People on the shortlist who already own property near critical infrastructure must register with the state or face fines of up to $1,000 per day. They are also prohibited from acquiring additional property. The law contains provisions allowing the state to seize the property of offenders.

The number of states restricting foreign ownership of farmland has increased by 50% this year.
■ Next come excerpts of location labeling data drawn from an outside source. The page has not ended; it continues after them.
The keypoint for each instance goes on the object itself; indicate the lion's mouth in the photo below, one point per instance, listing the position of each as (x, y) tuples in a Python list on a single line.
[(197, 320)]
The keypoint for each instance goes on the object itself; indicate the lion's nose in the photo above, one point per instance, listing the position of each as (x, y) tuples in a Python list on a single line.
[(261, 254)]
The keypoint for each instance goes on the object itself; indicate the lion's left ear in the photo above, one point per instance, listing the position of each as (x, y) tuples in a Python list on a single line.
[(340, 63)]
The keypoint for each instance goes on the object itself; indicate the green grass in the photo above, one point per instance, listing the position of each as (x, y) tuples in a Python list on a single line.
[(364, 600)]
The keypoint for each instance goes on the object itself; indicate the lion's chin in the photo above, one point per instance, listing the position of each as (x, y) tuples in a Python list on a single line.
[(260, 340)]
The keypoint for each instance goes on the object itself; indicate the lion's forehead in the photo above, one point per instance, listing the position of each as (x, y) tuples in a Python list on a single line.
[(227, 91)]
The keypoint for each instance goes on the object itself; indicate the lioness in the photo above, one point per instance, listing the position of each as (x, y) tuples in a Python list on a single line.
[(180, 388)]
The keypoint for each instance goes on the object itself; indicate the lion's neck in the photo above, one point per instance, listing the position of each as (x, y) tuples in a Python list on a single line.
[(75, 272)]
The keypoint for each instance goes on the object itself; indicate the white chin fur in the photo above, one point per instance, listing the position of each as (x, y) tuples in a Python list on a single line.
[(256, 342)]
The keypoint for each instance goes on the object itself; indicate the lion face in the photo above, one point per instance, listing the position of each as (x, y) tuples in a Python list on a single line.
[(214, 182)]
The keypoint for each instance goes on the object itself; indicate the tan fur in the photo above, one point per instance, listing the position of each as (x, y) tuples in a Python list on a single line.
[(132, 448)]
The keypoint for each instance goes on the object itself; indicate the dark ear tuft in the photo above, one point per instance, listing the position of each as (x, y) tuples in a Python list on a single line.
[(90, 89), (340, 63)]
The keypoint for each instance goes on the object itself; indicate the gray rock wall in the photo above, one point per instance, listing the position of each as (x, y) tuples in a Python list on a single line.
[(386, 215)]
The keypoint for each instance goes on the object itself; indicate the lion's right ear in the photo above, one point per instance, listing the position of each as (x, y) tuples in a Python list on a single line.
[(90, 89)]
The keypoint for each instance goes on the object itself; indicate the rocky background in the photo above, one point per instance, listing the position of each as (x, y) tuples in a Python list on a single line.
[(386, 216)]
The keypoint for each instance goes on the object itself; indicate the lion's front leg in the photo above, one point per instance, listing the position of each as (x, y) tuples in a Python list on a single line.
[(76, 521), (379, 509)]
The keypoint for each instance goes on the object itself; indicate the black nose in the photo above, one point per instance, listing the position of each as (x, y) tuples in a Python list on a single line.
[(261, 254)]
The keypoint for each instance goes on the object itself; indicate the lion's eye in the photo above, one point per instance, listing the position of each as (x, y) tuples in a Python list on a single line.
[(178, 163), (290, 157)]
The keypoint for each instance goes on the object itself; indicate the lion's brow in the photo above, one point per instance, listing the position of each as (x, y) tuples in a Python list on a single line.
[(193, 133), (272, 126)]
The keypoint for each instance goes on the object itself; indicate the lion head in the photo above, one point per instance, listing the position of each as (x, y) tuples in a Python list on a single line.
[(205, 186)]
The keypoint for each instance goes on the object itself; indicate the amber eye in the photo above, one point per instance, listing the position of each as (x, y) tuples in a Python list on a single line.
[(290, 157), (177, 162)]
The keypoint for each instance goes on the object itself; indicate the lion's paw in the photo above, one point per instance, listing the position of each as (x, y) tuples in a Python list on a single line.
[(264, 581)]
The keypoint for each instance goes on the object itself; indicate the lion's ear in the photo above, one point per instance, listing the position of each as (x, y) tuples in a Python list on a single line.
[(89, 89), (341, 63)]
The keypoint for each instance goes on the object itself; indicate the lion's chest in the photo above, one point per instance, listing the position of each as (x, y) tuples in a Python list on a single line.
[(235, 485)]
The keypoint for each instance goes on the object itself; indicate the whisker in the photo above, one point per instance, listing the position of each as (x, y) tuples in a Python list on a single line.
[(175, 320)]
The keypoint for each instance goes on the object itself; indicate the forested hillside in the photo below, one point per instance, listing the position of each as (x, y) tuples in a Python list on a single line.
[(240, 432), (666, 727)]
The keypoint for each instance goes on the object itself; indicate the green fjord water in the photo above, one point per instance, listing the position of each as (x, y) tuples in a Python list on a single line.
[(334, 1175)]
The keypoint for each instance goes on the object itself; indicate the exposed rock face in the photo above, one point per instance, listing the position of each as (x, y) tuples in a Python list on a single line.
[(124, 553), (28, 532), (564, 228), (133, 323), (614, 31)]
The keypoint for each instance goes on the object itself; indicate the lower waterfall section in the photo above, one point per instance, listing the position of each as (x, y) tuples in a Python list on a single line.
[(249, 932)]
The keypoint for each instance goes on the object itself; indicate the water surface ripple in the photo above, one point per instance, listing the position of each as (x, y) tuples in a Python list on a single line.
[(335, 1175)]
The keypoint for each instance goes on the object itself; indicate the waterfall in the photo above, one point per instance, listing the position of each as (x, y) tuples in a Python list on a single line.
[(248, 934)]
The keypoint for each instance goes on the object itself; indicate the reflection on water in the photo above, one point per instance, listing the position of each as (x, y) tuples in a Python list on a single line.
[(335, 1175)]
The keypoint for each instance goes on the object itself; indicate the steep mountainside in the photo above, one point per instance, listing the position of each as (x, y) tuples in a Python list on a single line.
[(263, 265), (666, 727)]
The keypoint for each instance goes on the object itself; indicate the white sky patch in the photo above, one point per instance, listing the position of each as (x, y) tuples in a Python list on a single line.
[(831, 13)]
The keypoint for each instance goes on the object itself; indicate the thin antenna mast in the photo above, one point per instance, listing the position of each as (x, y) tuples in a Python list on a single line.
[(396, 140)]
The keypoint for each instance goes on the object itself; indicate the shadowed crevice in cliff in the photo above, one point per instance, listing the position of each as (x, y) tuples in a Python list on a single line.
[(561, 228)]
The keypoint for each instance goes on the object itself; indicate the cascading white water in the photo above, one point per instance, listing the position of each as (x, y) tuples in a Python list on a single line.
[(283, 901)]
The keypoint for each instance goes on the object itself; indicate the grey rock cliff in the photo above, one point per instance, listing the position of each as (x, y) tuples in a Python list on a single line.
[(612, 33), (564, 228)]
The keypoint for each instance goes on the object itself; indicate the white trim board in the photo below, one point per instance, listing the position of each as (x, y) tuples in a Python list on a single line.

As 2023 approaches, 14 states have laws restricting foreign ownership or investment in private farmland. So far this year, restrictive laws have also been enacted in Arkansas, Idaho, Montana, Tennessee, Utah and Virginia.

Foreign land ownership has become “a political flashpoint,” said Micah Brown, an attorney at the National Agricultural Law Center at the University of Arkansas.

Brown said the recent increase in state laws targeting land ownership by foreign entities stemmed from some high-profile cases of China-linked companies buying land near military bases. Earlier this year, the US Air Force said the Fufeng Group’s $700 million wet corn milling plant near a base in Grand Forks, North Dakota posed a “significant threat to national security”.

After a Chinese military veteran and real estate mogul bought a wind farm near an Air Force base in Texas, that state responded in 2021 by banning infrastructure deals with individuals linked to hostile governments, including China.